Similar to aircraft applications, the reduction of fuel consumption in marine power systemsis of great importance, because it leads to reduction in CO2, NOx and SO2emissions, in travel costs and so to optimal use of fossil fuels. Moreover, the ship autonomy becomes higher. Ship emissions of NO2, CO, NMVOCs and SO2and primary particles cause problems in coastal areas and harbours with heavy traffic and high pollution levels because of their impacts on human health and materials. Particularly high surface increases of short-lived pollutants like NO2 are found close to the regions with heavy traffic. Absolute increases in surface ozone (O3) due to ship emissions are pronounced during summer months, with large increases found in regions with heavy traffic. Some of these regions already suffer from high ozone levels due to pollution from nearby land sources. These facts are especially relative in the case of Greece, a maritime nation with busy ports and sea routes, boasting the largest fleet in the EU (Greek flag) and even world-wide (Greek-owned). Until now, the most common energy saving solutions, which have been applied in naval power systems, were based on the cogeneration of heat and power scheme (Waste Heat Recovery – WHR systems). Additionally, a recent energy saving concept for marine power systems is based on the introduction of an exhaust gas boiler that supplies steam to a steam turbine, increasing so electrical energy production about 10% (Exhaust Gas Recirculation – EGR systems).

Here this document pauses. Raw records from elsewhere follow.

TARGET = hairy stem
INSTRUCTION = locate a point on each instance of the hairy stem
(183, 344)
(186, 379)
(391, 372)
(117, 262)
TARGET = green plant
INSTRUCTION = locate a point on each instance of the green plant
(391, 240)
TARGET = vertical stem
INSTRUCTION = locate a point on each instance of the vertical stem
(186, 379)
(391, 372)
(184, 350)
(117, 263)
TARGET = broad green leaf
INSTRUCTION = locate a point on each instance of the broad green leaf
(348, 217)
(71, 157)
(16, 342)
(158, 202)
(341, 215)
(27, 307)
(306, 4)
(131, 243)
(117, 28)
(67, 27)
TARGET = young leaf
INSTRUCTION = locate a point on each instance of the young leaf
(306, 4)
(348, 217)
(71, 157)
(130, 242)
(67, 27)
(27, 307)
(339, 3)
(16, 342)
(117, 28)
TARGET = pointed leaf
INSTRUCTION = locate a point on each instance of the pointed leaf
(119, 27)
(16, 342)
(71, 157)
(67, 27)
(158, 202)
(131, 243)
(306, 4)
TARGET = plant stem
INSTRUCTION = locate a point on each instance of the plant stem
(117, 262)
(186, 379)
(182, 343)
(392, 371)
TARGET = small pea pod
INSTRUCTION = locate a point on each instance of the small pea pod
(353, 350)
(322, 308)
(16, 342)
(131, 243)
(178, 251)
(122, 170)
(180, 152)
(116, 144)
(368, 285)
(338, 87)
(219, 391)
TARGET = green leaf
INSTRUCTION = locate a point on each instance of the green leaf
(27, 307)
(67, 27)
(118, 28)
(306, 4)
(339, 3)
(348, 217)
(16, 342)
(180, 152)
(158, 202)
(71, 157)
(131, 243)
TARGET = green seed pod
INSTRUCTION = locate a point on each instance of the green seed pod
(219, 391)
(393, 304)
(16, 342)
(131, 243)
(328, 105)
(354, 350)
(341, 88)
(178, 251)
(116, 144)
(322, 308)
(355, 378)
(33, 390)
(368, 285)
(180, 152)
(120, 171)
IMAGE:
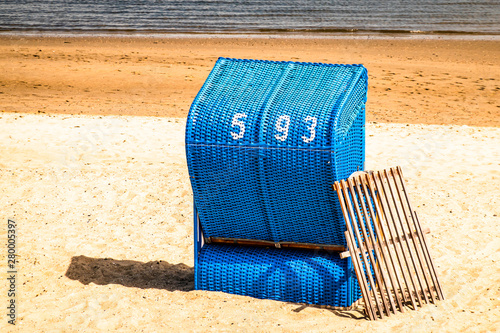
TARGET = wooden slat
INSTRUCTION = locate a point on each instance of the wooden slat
(386, 243)
(346, 254)
(362, 244)
(356, 263)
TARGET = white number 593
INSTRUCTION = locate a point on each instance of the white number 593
(240, 124)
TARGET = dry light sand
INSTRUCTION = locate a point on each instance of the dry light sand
(103, 203)
(103, 207)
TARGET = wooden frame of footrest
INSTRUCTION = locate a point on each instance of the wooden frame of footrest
(386, 243)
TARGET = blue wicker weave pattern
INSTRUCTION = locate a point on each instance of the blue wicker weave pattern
(285, 275)
(265, 140)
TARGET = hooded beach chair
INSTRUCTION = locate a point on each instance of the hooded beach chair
(265, 141)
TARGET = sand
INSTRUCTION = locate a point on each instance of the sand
(410, 81)
(104, 212)
(93, 170)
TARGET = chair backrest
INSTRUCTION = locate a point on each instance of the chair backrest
(264, 142)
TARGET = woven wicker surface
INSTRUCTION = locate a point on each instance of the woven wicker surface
(264, 141)
(279, 274)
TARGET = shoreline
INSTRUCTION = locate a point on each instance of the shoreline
(416, 81)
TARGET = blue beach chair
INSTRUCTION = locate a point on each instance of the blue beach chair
(264, 142)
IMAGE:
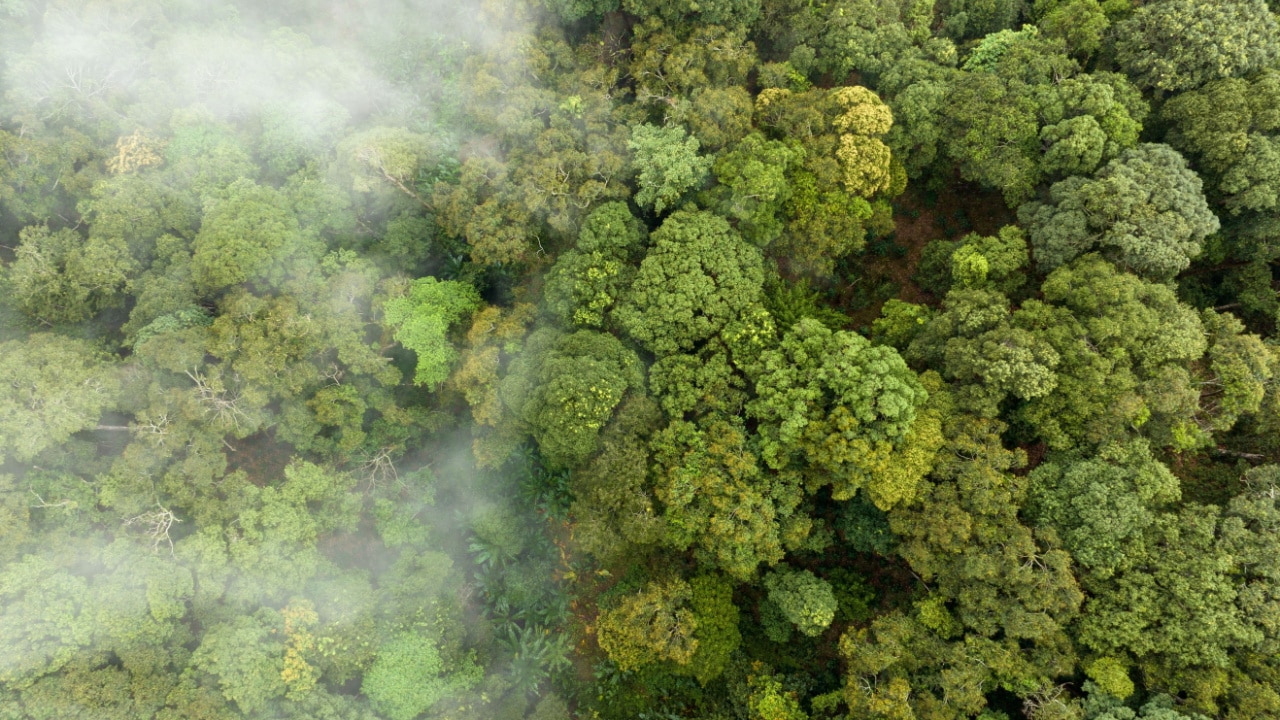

During this project, in order to maximize electricity production by waste heat recovery (WHR) and to simultaneously improve electric power quality, we shall study the introduction of a supplementary thermoelectric energy recovery unit. In more details, the heat of the produced gases can be directly converted to electrical energy with the use of a thermoelectric generator. It is worth mentioning that energy recovery using thermoelectric generators has already been implemented in automotive vehicles, while ITC and its partners work in parallel for its implementation in aircrafts and rotorcrafts. Consequently, with the use of the above energy recovery system, fuel consumption as well as emissions will be decreased, improving so the efficiency of the marine power system. The final system will be tested in the laboratory and in situ to accurately assess its applicability in retrofitting and new shipbuilding operations (www.eco-marine.gr ).